Going forward, much of that work will be done through the Defence Innovation Accelerator for the North Atlantic, or DIANA, which was recently stood up, he said, to bring together innovation centers across the alliance.

“[It’s] particularly important for those smaller allies who don't have a large innovation capacity themselves to be able to invest in a common pot of money,” he said. Those countries can “maybe acquire capabilities that they can use — some more novel emerging, disruptive technologies can be exploited ... across the alliance.

“So, that's new. It’s only just started,” he said. The first batch of challenges have gone out to industry to find solutions, and “they’ll be delivering them next year. So, very excited about DIANA.”

He described the funding for DIANA as “substantial,” adding “a lot of energy has gone in through the alliance to build this, to ensure that we can be more innovative and get at the cutting edge.”

A range of organizations, startups and established industry members are involved in the DIANA initiative, he said, but the proof will be when something is delivered.

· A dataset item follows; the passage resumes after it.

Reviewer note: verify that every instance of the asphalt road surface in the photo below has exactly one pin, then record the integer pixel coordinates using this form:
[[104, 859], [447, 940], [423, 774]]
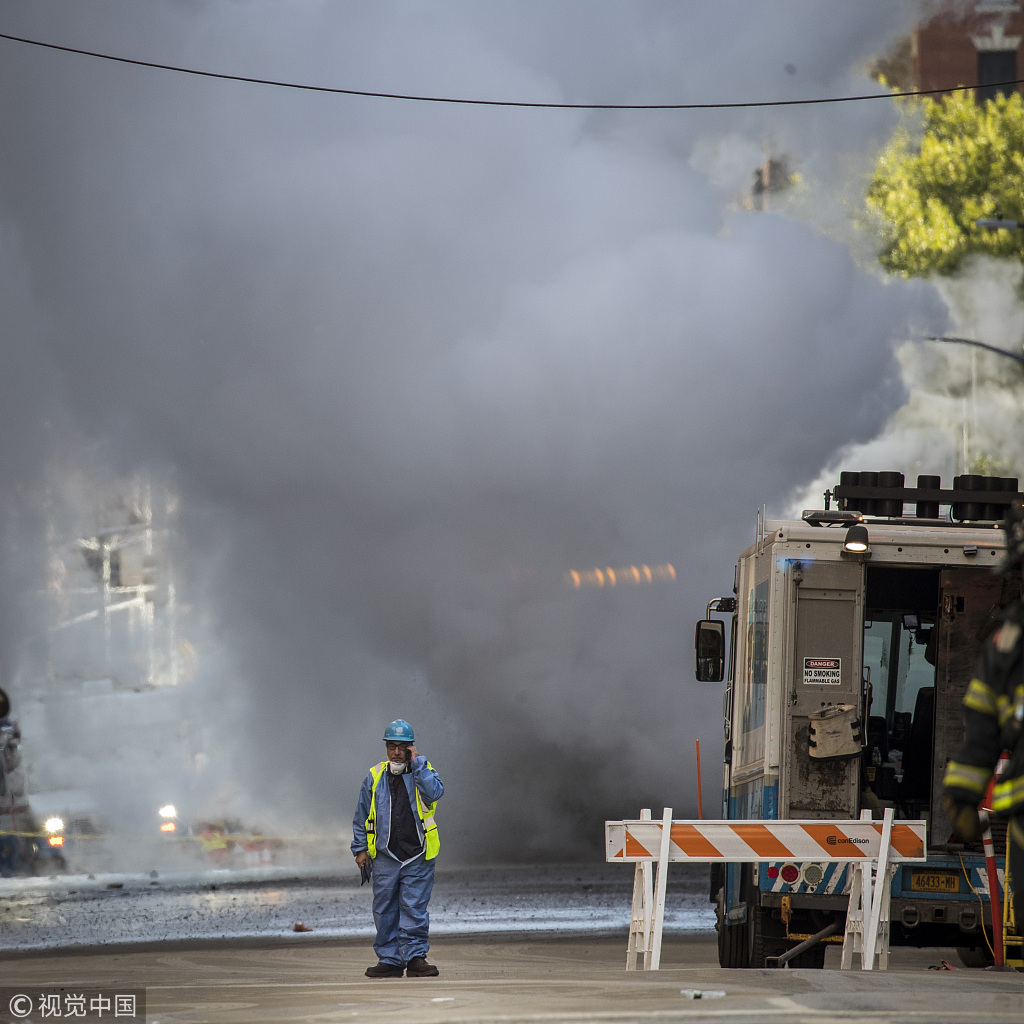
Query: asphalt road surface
[[522, 944], [133, 910]]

While the war in Ukraine has shown interoperability gaps, it has also shown allies the need to adopt technology more quickly, he said.

“Often those capabilities that have been provided by smaller players, the way targeting has been achieved within Ukraine and the way that data has been provided down to almost the lowest tactical unit there for them to be able to call joint fires in is extraordinary,” he said.

“I think that the tempo that's been achieved to give those capabilities to do a sort of trial in the field, where the risk appetite is very high. I think many allies look on enviously how quickly that can be done in comparison to more traditional processes,” he said.

“So, what we're trying to take away from that is how do we all get more agile, able to take more risks, and be able to adopt some of these sometimes low cost capabilities, but they can become game changing very quickly,” he said.